ClusterLabs / ha_cluster_exporter

Prometheus exporter for Pacemaker based Linux HA clusters
Apache License 2.0
79 stars 35 forks source link

Implement SBD watchdog and msgwait metrics #174

Closed MalloZup closed 4 years ago

MalloZup commented 4 years ago

todo:

Note:

I have implemented the metric like

ha_cluster_sbd_devices{device="/dev/vdd",status="healthy"} 1
ha_cluster_sbd_devices_watchdog_timeout{device="/dev/vdc"} 60
ha_cluster_sbd_devices_msgwait_timeout{device="/dev/vdd"} 120

I didn't found any useful doc about the loop and allocate metric so I even wondered if we should expose them. (In fact I haven't but if they are meant to be useful, we should definitely document this in the suse-doc) See: https://documentation.suse.com/sle-ha/15-SP2/html/SLE-HA-all/cha-ha-storage-protect.html#sec-ha-storage-protect-watchdog-timings

@diegoakechi cc @nick-wang cc

I personally think that if we are exposing only 2 metrics we can create for each one a new metric without label.

If we want to expose 4 then I will refactor accordingly with a type label. I am ok with both directions

diegoakechi commented 4 years ago

@MalloZup How are these kind of metric being formatted on other cases or maybe on other exporters? I think the usage of label more flexible and elegant, but at the same time it might make harder for the consumer. Imagine that we use label and implement only 2 metrics. When a third label is introduced we might break dashboards that might not have consistent filters, while a new metric would be ignored.

With that my vote is for separated metrics.

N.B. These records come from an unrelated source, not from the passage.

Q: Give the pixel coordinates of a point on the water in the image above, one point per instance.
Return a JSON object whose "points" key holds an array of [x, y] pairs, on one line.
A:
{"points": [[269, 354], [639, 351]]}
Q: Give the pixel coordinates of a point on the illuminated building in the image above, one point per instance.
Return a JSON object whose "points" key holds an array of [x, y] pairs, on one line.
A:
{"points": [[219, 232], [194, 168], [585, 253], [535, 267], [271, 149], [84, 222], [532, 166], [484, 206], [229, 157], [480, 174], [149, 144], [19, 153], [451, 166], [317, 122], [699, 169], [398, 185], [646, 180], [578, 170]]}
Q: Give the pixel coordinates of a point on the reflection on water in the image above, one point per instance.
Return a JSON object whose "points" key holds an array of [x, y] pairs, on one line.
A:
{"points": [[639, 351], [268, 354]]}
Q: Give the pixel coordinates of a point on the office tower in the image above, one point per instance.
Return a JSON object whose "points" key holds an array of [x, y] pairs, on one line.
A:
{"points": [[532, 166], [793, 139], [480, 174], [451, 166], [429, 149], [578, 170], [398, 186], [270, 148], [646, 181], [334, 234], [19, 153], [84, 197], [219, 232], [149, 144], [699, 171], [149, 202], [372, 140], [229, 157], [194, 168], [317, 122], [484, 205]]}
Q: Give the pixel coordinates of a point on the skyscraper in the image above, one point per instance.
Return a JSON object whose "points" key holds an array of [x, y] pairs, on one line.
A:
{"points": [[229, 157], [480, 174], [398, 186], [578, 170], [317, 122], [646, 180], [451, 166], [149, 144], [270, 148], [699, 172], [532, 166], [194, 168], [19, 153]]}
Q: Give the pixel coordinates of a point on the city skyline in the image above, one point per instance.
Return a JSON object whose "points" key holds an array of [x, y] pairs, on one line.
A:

stefanotorresi commented 4 years ago

@diegoakechi for these kind of use cases, the best practice is exactly the opposite of using separate metrics. See https://prometheus.io/docs/practices/instrumentation/#use-labels

diegoakechi commented 4 years ago

@diegoakechi for these kind of use cases, the best practice is exactly the opposite of using separate metrics. See https://prometheus.io/docs/practices/instrumentation/#use-labels

Sure, in that case lets go this way. Also, make sure to include all the metrics, so we avoid any filtering problem in the future. Thanks @stefanotorresi

MalloZup commented 4 years ago

@stefanotorresi I'm ok to use the type even for 2 metric.

ha_cluster_sbd_device_timeout{type="watchdog",device="/dev/vdc" 1
ha_cluster_sbd_device_timeout{type="msgwait",device="/dev/vdc"} 1

as follow-up with @yan-gao discussion we don't need to expose the other 2 metrics since they are more confusing then helping

thx for reviews. I will rework this during the day.

stefanotorresi commented 4 years ago

as follow-up with @yan-gao discussion we don't need to expose the other 2 metrics since they are more confusing then helping

okay, sounds good to me!